In Darkest England and the Way Out is an 1890 book written by William Booth in which Booth, the founder of the Salvation Army, proposed a number of social reforms to improve the living conditions of the poor in Victorian England. Among other measures, Booth envisioned the creation of "City Colonies", "Farm Colonies" and "Over-Sea Colonies", each "self-helping and self-sustaining communities" which would provide food, work, and shelter for the needy.

In Darkest England set the foundation for the Salvation Army's modern social welfare approach. It compared what was considered "civilised" England with "Darkest Africa" – a land then considered poor and backward. What Booth suggested was that much of London and greater England after the Industrial Revolution was not better off in the quality of life than those in the underdeveloped world.

==Background and composition==
Booth wrote In Darkest England while his wife, Catherine Booth, lay ill. Catherine died two weeks before the book was published. Booth wrote a tribute to Catherine in the book's preface, expressing his gratitude that "amid the ceaseless suffering of a dreadful malady, my dying wife found relief in considering and developing the suggestions which I have set forth".
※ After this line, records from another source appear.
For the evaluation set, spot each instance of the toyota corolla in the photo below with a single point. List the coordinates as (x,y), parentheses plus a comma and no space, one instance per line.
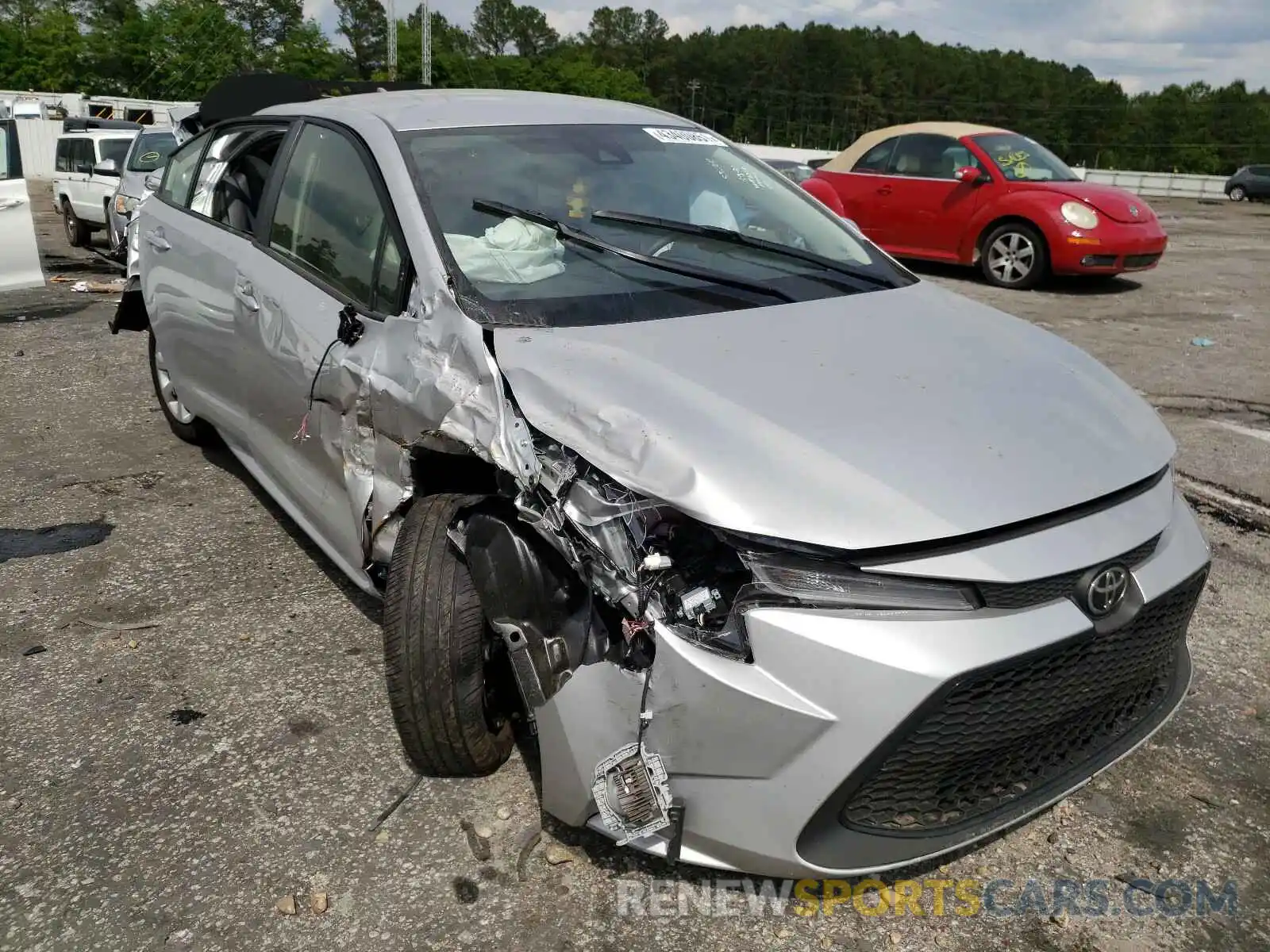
(791,562)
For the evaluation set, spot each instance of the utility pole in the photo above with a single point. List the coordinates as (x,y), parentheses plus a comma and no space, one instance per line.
(425,23)
(391,40)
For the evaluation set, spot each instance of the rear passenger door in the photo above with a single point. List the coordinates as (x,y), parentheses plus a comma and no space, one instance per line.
(194,236)
(83,156)
(329,239)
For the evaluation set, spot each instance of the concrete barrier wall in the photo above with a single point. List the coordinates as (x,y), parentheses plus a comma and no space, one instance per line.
(1157,184)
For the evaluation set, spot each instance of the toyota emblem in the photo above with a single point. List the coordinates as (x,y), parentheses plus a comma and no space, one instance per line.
(1106,590)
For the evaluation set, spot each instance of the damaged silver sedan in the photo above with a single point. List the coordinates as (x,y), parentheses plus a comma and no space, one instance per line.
(794,564)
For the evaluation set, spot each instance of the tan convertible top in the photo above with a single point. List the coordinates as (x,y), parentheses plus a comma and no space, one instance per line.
(849,156)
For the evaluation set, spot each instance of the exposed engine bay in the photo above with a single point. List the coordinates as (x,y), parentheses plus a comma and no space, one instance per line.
(577,575)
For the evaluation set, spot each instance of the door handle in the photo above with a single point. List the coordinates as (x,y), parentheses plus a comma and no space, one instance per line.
(245,295)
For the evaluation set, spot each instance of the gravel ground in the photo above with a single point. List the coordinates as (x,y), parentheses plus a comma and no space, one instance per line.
(169,786)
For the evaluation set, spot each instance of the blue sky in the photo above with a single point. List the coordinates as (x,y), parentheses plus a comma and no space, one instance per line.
(1142,44)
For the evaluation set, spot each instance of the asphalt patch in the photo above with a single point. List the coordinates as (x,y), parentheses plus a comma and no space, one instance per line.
(51,539)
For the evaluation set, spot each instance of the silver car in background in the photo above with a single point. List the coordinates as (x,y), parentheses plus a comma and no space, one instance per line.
(794,564)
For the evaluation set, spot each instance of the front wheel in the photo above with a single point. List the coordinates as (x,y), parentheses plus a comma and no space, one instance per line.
(1014,257)
(78,234)
(438,651)
(182,422)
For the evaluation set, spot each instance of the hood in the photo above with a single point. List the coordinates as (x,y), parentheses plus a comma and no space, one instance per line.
(876,419)
(1113,202)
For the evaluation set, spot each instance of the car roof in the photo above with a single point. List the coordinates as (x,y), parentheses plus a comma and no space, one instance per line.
(455,108)
(101,133)
(848,158)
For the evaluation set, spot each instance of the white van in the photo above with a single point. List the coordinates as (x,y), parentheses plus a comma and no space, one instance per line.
(87,171)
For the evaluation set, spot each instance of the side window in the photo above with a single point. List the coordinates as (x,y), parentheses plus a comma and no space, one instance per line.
(233,175)
(83,155)
(960,156)
(179,173)
(876,159)
(926,156)
(329,219)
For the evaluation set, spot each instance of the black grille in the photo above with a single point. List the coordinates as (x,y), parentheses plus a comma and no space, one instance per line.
(1001,735)
(1038,592)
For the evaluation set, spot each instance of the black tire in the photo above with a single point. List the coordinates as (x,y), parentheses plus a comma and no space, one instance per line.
(76,232)
(194,431)
(435,651)
(1019,235)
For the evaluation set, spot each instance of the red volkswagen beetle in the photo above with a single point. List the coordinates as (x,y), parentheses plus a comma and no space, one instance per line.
(976,194)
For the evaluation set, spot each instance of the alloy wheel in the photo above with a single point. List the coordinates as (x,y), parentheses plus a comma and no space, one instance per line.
(1011,258)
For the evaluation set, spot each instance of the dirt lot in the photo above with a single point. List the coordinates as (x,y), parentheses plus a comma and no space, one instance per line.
(124,829)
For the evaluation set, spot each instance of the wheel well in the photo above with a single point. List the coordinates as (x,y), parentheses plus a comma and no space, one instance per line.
(452,470)
(1006,220)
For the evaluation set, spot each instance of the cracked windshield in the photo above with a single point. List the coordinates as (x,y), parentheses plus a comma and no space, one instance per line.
(606,224)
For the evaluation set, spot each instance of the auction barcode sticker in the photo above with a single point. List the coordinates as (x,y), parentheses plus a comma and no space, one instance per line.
(685,137)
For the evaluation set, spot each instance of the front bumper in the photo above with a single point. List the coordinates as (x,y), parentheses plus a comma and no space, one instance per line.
(840,750)
(1110,249)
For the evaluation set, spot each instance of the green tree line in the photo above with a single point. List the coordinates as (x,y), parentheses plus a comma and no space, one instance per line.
(818,86)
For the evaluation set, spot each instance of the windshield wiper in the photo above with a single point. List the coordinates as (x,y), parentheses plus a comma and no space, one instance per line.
(736,238)
(567,232)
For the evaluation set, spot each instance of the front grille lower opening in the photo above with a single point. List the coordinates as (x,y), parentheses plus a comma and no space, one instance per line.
(1003,735)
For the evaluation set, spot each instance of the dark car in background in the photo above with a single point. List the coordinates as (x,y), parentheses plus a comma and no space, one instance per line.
(1251,182)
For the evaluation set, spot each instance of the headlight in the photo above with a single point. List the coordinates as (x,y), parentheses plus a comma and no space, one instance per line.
(1080,215)
(827,584)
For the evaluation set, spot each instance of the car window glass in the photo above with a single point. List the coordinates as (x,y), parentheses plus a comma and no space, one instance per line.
(960,156)
(83,155)
(179,173)
(876,159)
(683,197)
(1022,159)
(233,175)
(329,216)
(391,276)
(926,156)
(114,149)
(152,152)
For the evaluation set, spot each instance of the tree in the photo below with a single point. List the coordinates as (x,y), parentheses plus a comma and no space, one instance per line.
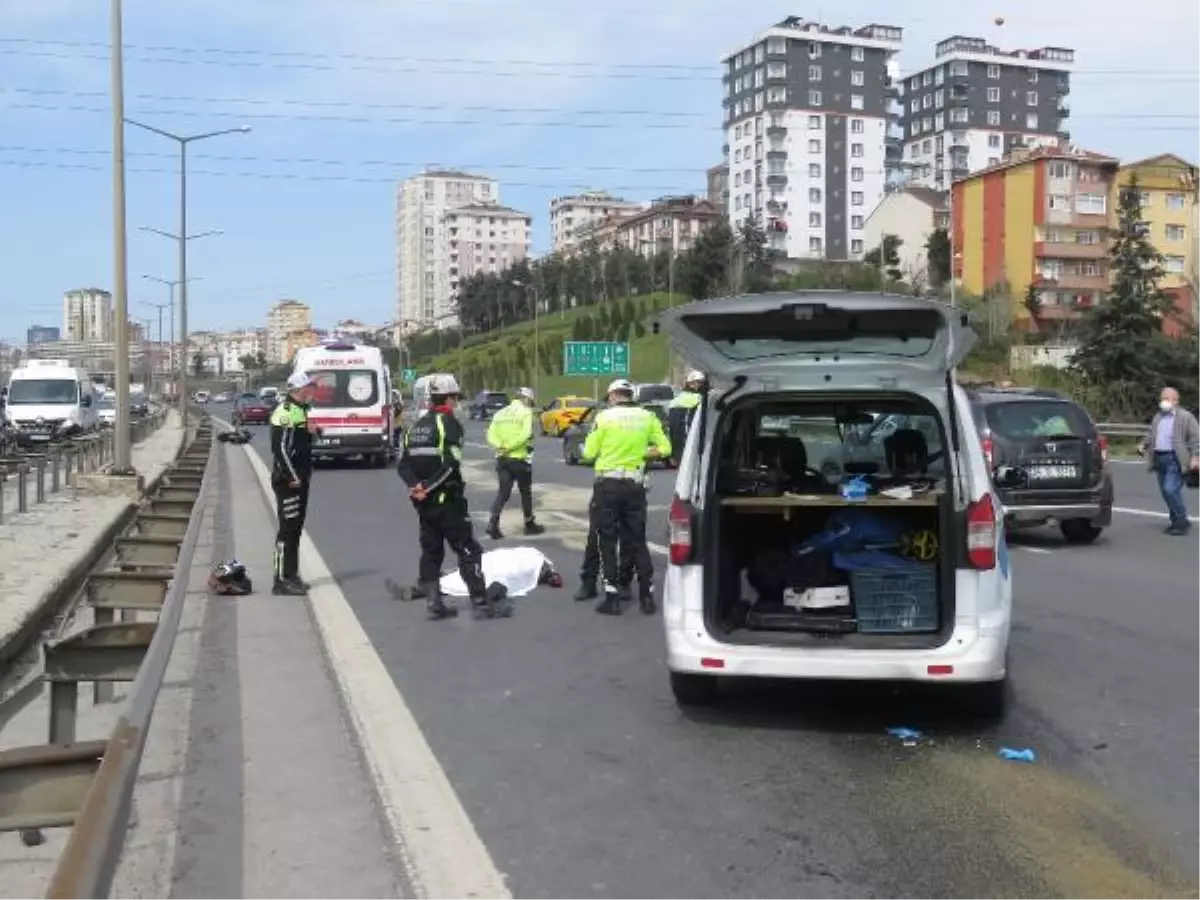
(937,249)
(1122,351)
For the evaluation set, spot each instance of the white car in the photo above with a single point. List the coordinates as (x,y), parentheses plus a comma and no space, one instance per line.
(919,585)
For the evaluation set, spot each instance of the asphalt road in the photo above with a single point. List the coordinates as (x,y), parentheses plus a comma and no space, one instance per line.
(558,731)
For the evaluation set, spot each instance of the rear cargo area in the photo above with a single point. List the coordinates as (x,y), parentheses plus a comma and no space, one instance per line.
(832,522)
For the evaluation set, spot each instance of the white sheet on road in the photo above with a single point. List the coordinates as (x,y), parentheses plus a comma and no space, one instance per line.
(519,569)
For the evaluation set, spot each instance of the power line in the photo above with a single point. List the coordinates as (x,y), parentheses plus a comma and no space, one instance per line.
(343,179)
(352,105)
(360,119)
(497,69)
(365,163)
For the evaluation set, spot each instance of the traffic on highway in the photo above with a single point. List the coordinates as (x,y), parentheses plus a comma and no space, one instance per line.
(587,766)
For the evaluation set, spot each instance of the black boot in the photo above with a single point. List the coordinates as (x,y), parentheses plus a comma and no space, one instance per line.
(435,605)
(496,604)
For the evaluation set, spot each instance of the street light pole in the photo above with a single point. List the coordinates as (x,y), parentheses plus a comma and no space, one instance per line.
(123,443)
(183,238)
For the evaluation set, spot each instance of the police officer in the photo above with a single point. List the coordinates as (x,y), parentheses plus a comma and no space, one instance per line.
(430,466)
(683,409)
(510,435)
(291,473)
(625,437)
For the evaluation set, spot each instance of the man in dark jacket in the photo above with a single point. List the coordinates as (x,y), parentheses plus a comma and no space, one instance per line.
(430,466)
(291,473)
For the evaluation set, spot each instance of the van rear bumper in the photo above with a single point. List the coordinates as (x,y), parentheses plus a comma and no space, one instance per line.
(972,655)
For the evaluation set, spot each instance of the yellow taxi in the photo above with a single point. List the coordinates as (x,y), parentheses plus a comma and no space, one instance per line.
(562,413)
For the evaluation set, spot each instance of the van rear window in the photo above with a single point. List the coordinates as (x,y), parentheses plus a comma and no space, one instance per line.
(345,389)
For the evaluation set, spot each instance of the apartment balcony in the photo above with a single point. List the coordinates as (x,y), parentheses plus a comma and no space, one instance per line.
(1074,282)
(1071,250)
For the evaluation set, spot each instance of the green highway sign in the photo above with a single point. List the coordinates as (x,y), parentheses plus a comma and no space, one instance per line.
(595,358)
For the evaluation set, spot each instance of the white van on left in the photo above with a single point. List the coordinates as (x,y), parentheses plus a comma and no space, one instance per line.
(51,400)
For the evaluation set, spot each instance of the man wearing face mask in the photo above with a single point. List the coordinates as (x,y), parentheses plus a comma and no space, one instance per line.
(1173,447)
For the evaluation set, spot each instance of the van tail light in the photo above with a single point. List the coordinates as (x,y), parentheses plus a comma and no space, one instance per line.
(982,533)
(681,521)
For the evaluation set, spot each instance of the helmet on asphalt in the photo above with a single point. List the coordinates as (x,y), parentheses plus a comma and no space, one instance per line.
(229,579)
(444,385)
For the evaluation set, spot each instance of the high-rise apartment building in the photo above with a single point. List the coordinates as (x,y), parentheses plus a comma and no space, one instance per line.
(88,315)
(421,203)
(1039,217)
(478,238)
(807,119)
(573,216)
(977,103)
(286,318)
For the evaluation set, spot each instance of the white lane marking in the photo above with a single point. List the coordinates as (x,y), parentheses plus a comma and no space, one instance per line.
(1147,513)
(443,852)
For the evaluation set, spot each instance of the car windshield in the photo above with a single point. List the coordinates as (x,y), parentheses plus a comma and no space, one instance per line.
(1038,419)
(345,389)
(42,390)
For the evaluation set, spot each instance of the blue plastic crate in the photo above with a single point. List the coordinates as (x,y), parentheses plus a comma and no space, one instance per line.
(895,601)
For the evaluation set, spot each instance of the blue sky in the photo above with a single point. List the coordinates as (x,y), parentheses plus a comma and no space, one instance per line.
(346,96)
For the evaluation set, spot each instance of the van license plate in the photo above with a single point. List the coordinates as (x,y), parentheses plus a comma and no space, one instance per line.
(1053,473)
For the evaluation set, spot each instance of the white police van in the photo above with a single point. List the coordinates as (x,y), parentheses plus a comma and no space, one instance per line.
(773,571)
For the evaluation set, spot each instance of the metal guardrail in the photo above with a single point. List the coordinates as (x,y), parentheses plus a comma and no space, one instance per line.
(47,473)
(89,785)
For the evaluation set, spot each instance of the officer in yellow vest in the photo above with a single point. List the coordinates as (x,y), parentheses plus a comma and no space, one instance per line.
(430,466)
(291,473)
(683,409)
(510,435)
(625,437)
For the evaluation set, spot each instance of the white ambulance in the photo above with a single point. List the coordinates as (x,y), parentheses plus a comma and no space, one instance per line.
(352,403)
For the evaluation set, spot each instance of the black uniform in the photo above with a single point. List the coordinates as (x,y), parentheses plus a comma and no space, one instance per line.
(291,475)
(432,451)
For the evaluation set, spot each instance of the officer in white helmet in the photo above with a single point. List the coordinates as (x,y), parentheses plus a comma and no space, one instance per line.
(683,409)
(430,466)
(625,437)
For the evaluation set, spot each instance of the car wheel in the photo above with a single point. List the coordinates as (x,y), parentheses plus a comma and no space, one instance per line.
(694,690)
(1079,531)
Among the works from which Booth drew inspiration was the first volume of Charles Booth's Life and Labour of the People in London, published in 1889, which attempted to quantitatively measure the extent of poverty and deprivation in London. In Darkest England, William Booth would use the figures published in Life and Labour of the People in London to extrapolate estimates which applied to the entire country.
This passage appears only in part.